Frequently Asked Questions

What is the CKA pass rate?

CNCF does not officially publish CKA pass rates. Industry estimates suggest a 60-65% first-attempt pass rate. The exam is challenging because it is entirely hands-on—candidates must solve real Kubernetes problems in a live cluster environment. The passing score is 66%, and candidates who prepare thoroughly with hands-on practice typically pass on their first or second attempt.

How many questions are on the CKA exam?

The CKA exam contains 15-20 performance-based tasks (the exact number varies). Unlike multiple-choice exams, each task requires you to perform actions in a real Kubernetes cluster using the command line. Tasks have different weightings (percentages) displayed during the exam. The exam is 2 hours long.

What is the CKA exam format?

The CKA is a performance-based, hands-on exam conducted in a browser-based terminal environment. You are given access to multiple Kubernetes clusters and must complete tasks using kubectl and by writing YAML manifests. The exam is proctored remotely. You are allowed to use the official Kubernetes documentation (kubernetes.io/docs) during the exam.

How long should I study for CKA?

Plan for 80-120 hours of hands-on study over 4-8 weeks. The CKA requires practical experience—you cannot pass by memorizing theory. Key preparation: 1) Set up a practice cluster (minikube, kind, or cloud), 2) Complete all tasks in the CKA curriculum multiple times, 3) Practice with kubectl imperative commands for speed, 4) Take timed practice exams, 5) Master troubleshooting workflows. Focus on Troubleshooting (30%) and Cluster Architecture (25%)—together they are 55% of the exam.

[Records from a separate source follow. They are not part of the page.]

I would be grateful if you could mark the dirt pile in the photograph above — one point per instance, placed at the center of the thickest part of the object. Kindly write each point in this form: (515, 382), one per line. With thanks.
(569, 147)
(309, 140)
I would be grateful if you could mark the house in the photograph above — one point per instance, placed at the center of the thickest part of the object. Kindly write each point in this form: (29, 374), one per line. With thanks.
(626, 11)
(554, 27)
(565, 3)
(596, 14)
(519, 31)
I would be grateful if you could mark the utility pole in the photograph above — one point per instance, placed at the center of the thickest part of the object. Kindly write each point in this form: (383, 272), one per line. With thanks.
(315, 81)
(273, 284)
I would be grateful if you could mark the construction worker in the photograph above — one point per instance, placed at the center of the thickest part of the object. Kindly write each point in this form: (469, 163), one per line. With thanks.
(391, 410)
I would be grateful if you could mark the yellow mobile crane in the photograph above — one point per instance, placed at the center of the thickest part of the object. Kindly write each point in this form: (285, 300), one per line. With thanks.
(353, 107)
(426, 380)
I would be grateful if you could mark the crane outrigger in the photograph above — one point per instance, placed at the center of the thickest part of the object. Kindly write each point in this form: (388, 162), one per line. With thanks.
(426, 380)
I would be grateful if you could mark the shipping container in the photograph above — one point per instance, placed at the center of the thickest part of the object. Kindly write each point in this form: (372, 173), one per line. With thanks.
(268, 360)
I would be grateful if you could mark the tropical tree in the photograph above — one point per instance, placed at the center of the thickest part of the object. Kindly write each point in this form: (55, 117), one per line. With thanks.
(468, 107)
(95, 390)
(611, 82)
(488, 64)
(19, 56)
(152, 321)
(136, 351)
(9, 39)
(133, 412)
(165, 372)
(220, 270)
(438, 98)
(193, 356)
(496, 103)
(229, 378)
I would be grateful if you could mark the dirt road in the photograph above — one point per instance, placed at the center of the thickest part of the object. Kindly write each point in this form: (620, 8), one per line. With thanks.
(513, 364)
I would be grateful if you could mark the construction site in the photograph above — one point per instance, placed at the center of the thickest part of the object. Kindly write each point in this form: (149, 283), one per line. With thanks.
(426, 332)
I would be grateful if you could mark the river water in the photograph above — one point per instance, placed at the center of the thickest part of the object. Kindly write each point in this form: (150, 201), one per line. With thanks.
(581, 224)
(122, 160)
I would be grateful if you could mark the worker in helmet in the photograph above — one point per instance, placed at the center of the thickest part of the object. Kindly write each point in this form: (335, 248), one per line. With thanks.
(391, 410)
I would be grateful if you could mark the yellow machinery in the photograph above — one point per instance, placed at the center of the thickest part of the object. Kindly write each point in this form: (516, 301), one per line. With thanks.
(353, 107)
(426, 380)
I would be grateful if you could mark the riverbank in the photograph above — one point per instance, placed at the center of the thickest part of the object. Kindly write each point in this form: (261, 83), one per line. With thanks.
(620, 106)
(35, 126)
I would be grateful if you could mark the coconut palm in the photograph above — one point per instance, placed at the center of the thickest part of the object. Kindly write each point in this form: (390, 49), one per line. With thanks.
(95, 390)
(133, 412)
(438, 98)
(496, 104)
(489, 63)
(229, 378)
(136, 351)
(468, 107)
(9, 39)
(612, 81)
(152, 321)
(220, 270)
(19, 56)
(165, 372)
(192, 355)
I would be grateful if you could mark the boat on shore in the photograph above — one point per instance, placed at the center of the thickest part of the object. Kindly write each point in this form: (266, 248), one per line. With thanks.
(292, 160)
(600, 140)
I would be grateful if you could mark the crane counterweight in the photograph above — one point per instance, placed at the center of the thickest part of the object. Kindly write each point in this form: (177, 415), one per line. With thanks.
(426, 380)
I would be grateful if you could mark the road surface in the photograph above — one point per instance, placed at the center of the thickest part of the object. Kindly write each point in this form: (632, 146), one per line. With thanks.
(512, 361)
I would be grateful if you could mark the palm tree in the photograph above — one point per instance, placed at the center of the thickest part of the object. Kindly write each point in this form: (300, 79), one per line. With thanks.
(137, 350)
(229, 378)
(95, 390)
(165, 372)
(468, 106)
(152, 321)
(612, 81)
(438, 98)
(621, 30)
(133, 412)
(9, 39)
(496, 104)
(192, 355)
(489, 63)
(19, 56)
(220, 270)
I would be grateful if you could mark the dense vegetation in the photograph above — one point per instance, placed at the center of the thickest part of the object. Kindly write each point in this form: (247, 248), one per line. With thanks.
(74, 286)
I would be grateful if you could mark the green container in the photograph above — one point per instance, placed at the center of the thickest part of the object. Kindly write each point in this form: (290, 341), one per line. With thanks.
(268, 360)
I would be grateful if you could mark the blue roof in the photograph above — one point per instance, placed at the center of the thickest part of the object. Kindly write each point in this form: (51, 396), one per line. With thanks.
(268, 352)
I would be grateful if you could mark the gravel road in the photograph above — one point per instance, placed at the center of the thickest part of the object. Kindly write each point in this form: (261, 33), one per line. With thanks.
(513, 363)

What changed in the CKA 2025/2026 exam?

The CKA exam was updated to Kubernetes v1.34 (as of early 2026). Key changes include: Updated for newer Kubernetes features, Gateway API added to the Services & Networking domain, improved exam environment with better terminal and IDE-like editor. Always check the official CNCF CKA curriculum for the most current information.

Is CKA worth it in 2026?

Yes — CKA remains the gold standard for Kubernetes administration. Kubernetes is the dominant container orchestration platform, and CKA-certified professionals are in high demand. Cloud-native roles (DevOps, Platform Engineering, SRE) often require or prefer CKA. According to industry data, CKA-certified professionals earn 15-25% more than non-certified peers in similar roles. The certification is valid for 2 years and requires recertification.